Una última vez, se los juro, comienza a llover. Pero desisto de mi excesivo personaje que intenta conmoverse por todo y de ahí ocurrir en la escritura. Desisto de los pájaros huidizos, me distraigo de cualquier explicación sobre toda cosa anterior, me quedo callado ante las muestras de abundancia que hacen que uno reconozca que está frente a la naturaleza y no ante una máquina contenida. Escucho, pero ya sin pensarme como parte de un espectáculo bien organizado, donde mi papel es una tarea sencilla: borrarles el nombre a las criaturas. Ya no insisto. No me alejo ni me acerco a ningún horizonte por más seductora que prevalezca su música.

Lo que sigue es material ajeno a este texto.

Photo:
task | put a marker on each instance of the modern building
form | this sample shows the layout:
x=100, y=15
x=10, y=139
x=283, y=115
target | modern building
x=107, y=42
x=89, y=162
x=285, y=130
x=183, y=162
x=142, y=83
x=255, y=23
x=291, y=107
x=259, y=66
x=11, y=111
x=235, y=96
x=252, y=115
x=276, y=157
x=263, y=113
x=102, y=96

Me dan ganas de aventar mi libreta y los libros. Me dan ganas de olvidarme de una vez por todas de la materia como causa y consecuencia. Y ya en el borde, justo en el momento en que parece ser que me atrevo a cualquier manía, si ninguna razón, ninguna aparente razón, vuelvo al libro que, casi como si me hubiera reconocido, me regala una predicción.
Trato de existir haciendo cosas dice Úrsula K. Le Guin. ¿Qué cosas son las que he hecho? Las enlisto. Soy minucioso desglosando los acontecimientos de una vida. Insisto cada vez más en los detalles, y me apuro para saltar de una edad a otra, hasta que me doy cuenta que mejor empiezo del presente hacia atrás. Y comienzo a describir lo que precisamente estoy haciendo en este momento. Y todo empieza a ser tan redundante, porque todo se trata de decir que escribo de que estoy escribiendo, que decido, por fin decido, más bien vivir, y entonces vivo, se los juro que vivo, y deja de llover, y llaman los pájaros, y ocurren los árboles y escucho risa de niños y amo, y muero y creo, creo que pasa una mosca, pero yo no tengo miedo, de verdad que no.